Fear Gauge is Up- Should You Resize Your Portfolio?
Small Businesses Are Not Very Optimistic
The NFIB small business optimism index fell to 98.2, the lowest level since March. More concerning is the forward outlook of those surveyed, in the second table below. Per the NFIB: “The NFIB Uncertainty Index decreased 7 points to 67. Owners expecting better business conditions over the next six months decreased 4 points to a net negative 37 percent. Owners have grown pessimistic about future economic conditions as this indicator has declined 17 points over the past three months to its lowest reading since November 2012.”
The survey acknowledges there is still a shortage of workers. However the survey results “hint at an easing of conditions in the labor market.” In regards to inflation, “price raising activity has reached levels not seen since the early 1980s, when prices were rising at double-digit rates.”

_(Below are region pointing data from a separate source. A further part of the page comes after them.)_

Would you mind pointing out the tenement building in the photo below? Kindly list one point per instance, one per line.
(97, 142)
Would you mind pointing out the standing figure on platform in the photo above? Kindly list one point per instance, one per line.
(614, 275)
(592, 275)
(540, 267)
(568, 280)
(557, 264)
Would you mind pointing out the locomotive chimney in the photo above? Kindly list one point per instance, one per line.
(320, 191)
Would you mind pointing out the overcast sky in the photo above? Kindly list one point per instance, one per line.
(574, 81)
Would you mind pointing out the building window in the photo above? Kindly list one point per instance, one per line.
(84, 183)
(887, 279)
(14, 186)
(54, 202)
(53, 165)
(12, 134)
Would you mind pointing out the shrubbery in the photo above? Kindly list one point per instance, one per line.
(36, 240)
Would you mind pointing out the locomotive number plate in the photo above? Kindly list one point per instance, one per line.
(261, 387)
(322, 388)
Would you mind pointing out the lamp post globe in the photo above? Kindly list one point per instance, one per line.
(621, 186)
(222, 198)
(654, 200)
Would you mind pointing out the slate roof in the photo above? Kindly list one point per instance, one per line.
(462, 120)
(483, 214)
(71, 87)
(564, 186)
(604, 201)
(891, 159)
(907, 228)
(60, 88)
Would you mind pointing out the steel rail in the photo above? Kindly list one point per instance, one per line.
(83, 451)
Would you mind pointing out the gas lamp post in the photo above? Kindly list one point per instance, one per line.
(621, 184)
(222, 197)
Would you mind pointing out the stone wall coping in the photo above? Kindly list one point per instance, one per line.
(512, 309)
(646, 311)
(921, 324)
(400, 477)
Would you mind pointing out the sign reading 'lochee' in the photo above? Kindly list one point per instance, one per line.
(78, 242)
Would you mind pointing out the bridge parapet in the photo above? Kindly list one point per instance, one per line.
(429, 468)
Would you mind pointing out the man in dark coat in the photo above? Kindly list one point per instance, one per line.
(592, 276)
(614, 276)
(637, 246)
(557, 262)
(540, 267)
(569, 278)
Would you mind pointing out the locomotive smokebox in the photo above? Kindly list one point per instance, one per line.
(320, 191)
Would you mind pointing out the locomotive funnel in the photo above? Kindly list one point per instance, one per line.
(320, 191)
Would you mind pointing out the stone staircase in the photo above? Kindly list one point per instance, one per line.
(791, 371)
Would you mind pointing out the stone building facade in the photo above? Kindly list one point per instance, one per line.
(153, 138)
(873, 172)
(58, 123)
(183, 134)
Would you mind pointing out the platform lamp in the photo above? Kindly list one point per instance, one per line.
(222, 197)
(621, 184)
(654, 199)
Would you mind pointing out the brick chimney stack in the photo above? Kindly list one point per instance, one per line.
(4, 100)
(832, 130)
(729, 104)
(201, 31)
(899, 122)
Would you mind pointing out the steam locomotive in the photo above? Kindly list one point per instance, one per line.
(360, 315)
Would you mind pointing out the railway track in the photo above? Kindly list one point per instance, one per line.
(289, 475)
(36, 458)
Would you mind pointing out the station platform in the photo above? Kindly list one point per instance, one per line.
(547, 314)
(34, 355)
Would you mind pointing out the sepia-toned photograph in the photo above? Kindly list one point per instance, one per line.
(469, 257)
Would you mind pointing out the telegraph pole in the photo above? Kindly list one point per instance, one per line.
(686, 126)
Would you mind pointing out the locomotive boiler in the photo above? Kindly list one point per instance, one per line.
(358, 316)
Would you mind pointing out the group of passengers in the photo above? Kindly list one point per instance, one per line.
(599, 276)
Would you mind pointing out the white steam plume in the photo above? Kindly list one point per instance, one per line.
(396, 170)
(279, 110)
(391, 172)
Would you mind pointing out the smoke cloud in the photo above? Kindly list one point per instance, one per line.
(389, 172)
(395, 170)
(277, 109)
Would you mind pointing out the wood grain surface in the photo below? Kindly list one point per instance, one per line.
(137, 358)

The first table below shows economic conditions and the political climate are primarily responsible for the poor outlook. Per the SBA, small businesses account for nearly 65% of the private sector workforce, making this survey an essential part of our economic outlook.
The U.S. Treasury auctioned $39 billion of ten-year notes yesterday afternoon. They will follow it up with $25 billion of 30-year bonds today. Dealers tend to be net sellers/hedgers of bonds going into auctions, but thus far they haven’t kept bond prices from rising.
Baltic Dry Index (Shipping) is Plummeting
As shown below, the Baltic Dry Index is down 12 days in a row. The decline in the shipping price index of dry bulk ocean vessels is hopefully a harbinger that supply line disruptions are abating.
Powell Pressured to Act
Chairman Powell is up for renomination, and it does not appear to be a slam dunk as other Chairs were in the past. Rick Scott, a senator from Florida, penned a letter to Powell pressuring him to significantly change monetary policy if he wants the senator’s renomination vote. We suspect congressional pressure for the Fed to fight inflation will become more vocal as the 2022 Congressional elections near.
“Without a significant and demonstrable change in course, I will not be able to support your continued service as Chair of the Board of Governors of the Federal Reserve System beyond your current term ending February 2022. American families cannot continue down this dangerous path of rising inflation, broken supply chains, and continued workforce challenges.”